An Adaptive Harness to Self-Construct State-of-the-Art Systems

Distyl's adaptive harness achieves state-of-the-art performance on 75 benchmarks.
Given the rise of AI agents that can produce functional solutions from natural language requests, we explored an adjacent question: can agents steer themselves towards state-of-the-art performance, beyond just a functional solution, from the same natural language request?
TL;DR
We pointed our adaptive harness at 75 benchmarks spanning natural language understanding, logical reasoning, code generation, medical QA, legal analysis, agentic tool use, knowledge graphs, and more—each with an established leaderboard and published state-of-the-art results. For all 75 benchmarks, our adaptive harness produced systems outperforming the published state-of-the-art.
At the core of this adaptive harness is architectural discovery—the identification of techniques to build around the best model available for the task at hand. Instead of building towards a functional solution, this architectural discovery actively pushes for state-of-the-art performance. By erring towards model strengths and circumventing model weaknesses, this agentic constructor is able to draw additional performance out of its underlying engine.
To substantiate the claim of state-of-the-art performance, we pointed at 75 benchmarks spanning natural language understanding, logical reasoning, code generation, medical QA, legal analysis, agentic tool use, knowledge graphs, instruction following, and more, each with an established leaderboard and published state-of-the-art results. For each, only a benchmark description, dataset, and official evaluation script were provided—no human guidance, domain expertise, or manual engineering.
What followed was the autonomous exploration of various system architectures and models, writing of associated code, running of evaluations on a held-out training split, analysis of failures, and iteration on techniques—often through dozens of refinement cycles—until performance converged toward an outcome deemed cutting edge.

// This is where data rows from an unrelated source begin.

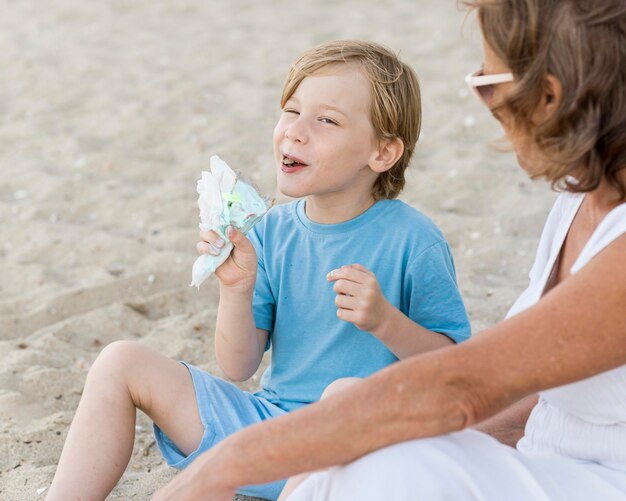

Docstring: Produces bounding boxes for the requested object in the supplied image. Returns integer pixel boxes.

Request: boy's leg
[278,377,360,501]
[46,341,204,501]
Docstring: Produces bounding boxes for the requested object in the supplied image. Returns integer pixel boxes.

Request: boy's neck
[304,193,376,224]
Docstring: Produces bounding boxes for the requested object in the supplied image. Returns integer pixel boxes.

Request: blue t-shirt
[248,200,470,410]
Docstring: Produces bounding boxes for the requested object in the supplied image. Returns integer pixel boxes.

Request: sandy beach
[0,0,555,501]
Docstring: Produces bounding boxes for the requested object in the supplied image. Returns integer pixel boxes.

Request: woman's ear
[369,137,404,174]
[533,75,563,124]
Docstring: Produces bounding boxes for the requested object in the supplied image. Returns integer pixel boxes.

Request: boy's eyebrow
[320,103,347,117]
[285,97,348,117]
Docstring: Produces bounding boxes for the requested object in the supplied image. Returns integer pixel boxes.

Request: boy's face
[274,63,378,203]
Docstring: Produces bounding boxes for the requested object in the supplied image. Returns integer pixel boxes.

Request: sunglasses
[465,69,513,106]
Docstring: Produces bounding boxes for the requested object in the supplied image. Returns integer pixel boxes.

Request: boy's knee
[320,377,361,400]
[89,341,147,374]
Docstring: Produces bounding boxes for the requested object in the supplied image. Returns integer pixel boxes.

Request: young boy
[47,41,469,500]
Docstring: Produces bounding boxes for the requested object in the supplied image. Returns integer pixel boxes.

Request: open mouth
[281,154,307,172]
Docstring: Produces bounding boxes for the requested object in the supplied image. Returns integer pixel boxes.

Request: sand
[0,0,555,501]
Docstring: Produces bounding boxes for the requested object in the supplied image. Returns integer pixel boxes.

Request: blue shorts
[154,362,287,500]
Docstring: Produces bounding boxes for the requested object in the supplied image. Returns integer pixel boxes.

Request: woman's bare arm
[474,395,538,447]
[151,235,626,500]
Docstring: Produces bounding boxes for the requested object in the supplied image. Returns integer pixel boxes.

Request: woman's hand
[196,226,257,292]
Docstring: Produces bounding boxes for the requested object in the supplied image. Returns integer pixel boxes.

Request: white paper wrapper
[191,155,271,288]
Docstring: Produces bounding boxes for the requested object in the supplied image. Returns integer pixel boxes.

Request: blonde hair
[280,40,422,200]
[463,0,626,198]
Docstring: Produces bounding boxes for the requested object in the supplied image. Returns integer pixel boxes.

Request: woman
[155,0,626,501]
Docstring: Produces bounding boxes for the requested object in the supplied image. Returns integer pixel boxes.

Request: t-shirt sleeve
[405,241,471,343]
[248,226,276,342]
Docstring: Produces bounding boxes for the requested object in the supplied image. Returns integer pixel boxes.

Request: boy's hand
[326,264,393,335]
[196,226,257,292]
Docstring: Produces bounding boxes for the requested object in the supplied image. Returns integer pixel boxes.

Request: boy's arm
[327,264,454,360]
[198,227,268,381]
[215,284,268,381]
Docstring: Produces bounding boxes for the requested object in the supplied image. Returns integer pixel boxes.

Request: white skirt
[288,430,626,501]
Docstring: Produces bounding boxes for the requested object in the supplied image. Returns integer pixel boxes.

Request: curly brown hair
[462,0,626,199]
[280,40,422,200]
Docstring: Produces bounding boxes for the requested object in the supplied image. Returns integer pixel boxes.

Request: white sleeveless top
[507,193,626,471]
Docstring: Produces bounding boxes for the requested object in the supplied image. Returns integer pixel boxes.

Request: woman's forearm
[188,236,626,488]
[474,395,538,447]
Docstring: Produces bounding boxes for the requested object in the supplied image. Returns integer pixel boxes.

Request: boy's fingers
[348,263,374,275]
[196,240,221,256]
[226,226,252,252]
[335,294,358,310]
[326,265,371,283]
[200,230,226,249]
[333,278,362,296]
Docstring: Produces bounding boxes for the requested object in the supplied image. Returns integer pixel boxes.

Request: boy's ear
[369,137,404,174]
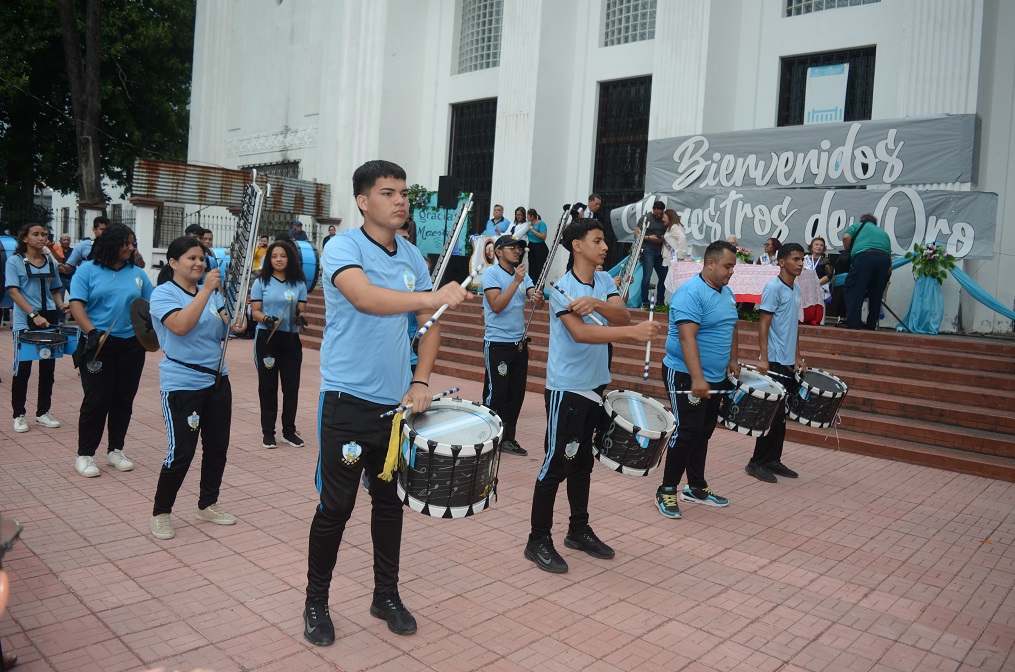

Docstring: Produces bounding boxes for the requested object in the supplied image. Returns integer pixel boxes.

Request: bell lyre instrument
[617,214,649,304]
[518,203,571,352]
[215,171,271,387]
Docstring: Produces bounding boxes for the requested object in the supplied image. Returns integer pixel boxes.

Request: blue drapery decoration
[607,255,641,308]
[899,275,945,335]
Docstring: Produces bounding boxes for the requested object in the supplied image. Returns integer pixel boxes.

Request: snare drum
[60,326,78,354]
[396,399,503,518]
[787,368,850,427]
[719,368,786,436]
[17,330,67,361]
[592,390,677,476]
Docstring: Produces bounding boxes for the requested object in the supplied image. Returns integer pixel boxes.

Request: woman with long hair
[150,237,243,539]
[70,224,152,478]
[251,241,307,448]
[4,224,67,432]
[526,208,550,282]
[663,208,687,263]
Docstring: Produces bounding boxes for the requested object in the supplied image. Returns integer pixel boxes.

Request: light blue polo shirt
[483,264,532,343]
[70,261,152,338]
[65,239,93,268]
[546,271,618,391]
[151,280,228,392]
[4,255,63,331]
[758,277,800,366]
[321,227,431,405]
[251,275,307,332]
[663,274,739,383]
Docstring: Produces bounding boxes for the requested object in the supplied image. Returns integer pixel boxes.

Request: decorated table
[666,261,824,320]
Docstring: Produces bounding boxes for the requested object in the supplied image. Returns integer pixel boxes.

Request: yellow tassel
[378,412,402,481]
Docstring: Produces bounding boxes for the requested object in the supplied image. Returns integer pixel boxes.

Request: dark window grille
[777,47,877,126]
[448,98,499,231]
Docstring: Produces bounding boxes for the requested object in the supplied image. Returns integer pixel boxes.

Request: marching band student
[656,241,740,518]
[525,219,662,574]
[4,224,68,432]
[150,237,236,539]
[483,236,543,456]
[251,241,307,448]
[744,243,807,483]
[303,160,468,646]
[70,224,152,478]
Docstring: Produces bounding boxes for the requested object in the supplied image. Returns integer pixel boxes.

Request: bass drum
[0,236,17,308]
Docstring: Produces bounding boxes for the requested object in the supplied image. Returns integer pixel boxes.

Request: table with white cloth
[666,261,824,321]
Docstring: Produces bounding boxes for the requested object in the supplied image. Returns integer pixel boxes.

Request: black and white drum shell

Across all 75 benchmarks, the resulting systems beat the published state-of-the-art, including on all 15 system-first benchmarks where the competition consisted of purpose-built, expert-engineered systems.1

Results
Model-first benchmarks are conventionally reported as a single model call, with leaderboards indexed by model name. Topping these substantiates the natural claim that a system built on top of a model should outperform a model alone. System-first benchmarks require multi-step agents, tools, or APIs; they evaluate systems by design. Topping these substantiates the claim that the discovery process does not produce naive architectures, but rather can build systems that outperform expert-crafted systems for the same problem.
Model-first benchmarks
These benchmarks were originally designed as model evaluations. For these benchmarks, the systems produced wrap the model in additional structure—using techniques like voting, execution, verification, category-specific prompting, and more—to push past what a single model call could accomplish. All 60 model-first benchmarks were topped, with 21 systems seeing gains of 20+ percentage points and four systems reaching full benchmark saturation.
System-first benchmarks
System-first benchmarks demand multi-step architectures that execute code against real environments, chain tool calls across live APIs, manage stateful side effects, and recover from failures mid-run. Leaderboards are dominated by custom pipelines, RL-trained policies, and domain-specific agent frameworks, often backed by months of human engineering. Of the 15 system-first benchmarks tested, our generated systems topped all 15.
Common patterns
While each generated system employs pointed techniques, the following are some examples of broad technique classes:
Sample and aggregate
Run the same prompt N times at varied temperatures, majority vote wins. Stochastic error becomes a resource—independent failures cancel out.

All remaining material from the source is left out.